HMS will design a digital skills-based curriculum inspired by an initiative called EMPOWER, which enables community-based frontline providers to learn, master, and deliver brief psychosocial treatments. It also provides a suite of competency assessments and tools for supervision by peers once interventions have been mastered.
Courses will be developed in concert with school counselor professional groups and other target audiences. The courses will be thoroughly tested, and training certifications will be developed, all with the goal of helping school counselors move to a more evidence-based practice. The program will also be available to other providers who deliver care to adolescents, such as community health workers and nurses.
“We know that mental health problems lie on a spectrum, and what we have historically done is treated mental health problems in a binary way: either you have a problem or you don't. You only receive care if you get a diagnosis, and that can only be given by a certain kind of professional. That paradigm is, for me, one of the single biggest reasons why we have a crisis of care in America today,” Patel said.
The new approach, Patel said, embraces a dimensional model of mental health problems, “recognizing that you don’t need a diagnosis to receive care and that the care you could receive can be delivered wherever you are, in the settings that you are living or working in, by people who are close to you and who you connect with,” Patel said.

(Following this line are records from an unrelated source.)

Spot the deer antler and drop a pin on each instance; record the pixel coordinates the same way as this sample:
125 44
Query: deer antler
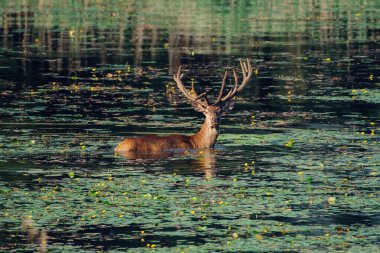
247 72
194 98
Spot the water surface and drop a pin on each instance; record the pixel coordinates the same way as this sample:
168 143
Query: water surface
295 167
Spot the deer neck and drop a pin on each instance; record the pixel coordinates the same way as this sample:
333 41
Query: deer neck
206 136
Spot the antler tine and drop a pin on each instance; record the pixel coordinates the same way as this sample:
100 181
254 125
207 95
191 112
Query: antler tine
222 88
177 78
247 72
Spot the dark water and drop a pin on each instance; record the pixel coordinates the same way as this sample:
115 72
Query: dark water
297 160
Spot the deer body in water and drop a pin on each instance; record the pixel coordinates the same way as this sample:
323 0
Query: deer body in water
207 135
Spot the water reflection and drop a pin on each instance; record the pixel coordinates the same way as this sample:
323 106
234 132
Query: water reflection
76 77
202 162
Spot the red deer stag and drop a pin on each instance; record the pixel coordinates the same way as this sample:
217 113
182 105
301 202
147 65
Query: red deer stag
207 135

The ultimate goal is to provide care that will give young people the skills they need to cope with different kinds of emotional distress and the motivation to deal with their difficulties in a purposeful way, said Patel.
“This is not going to solve all the various aspects of crisis for youth mental health,” said Patel. “What it will do is help mitigate the impact of those mental health problems by enabling young people to recover from their emotional distress and prevent the escalation into full-blown crises.”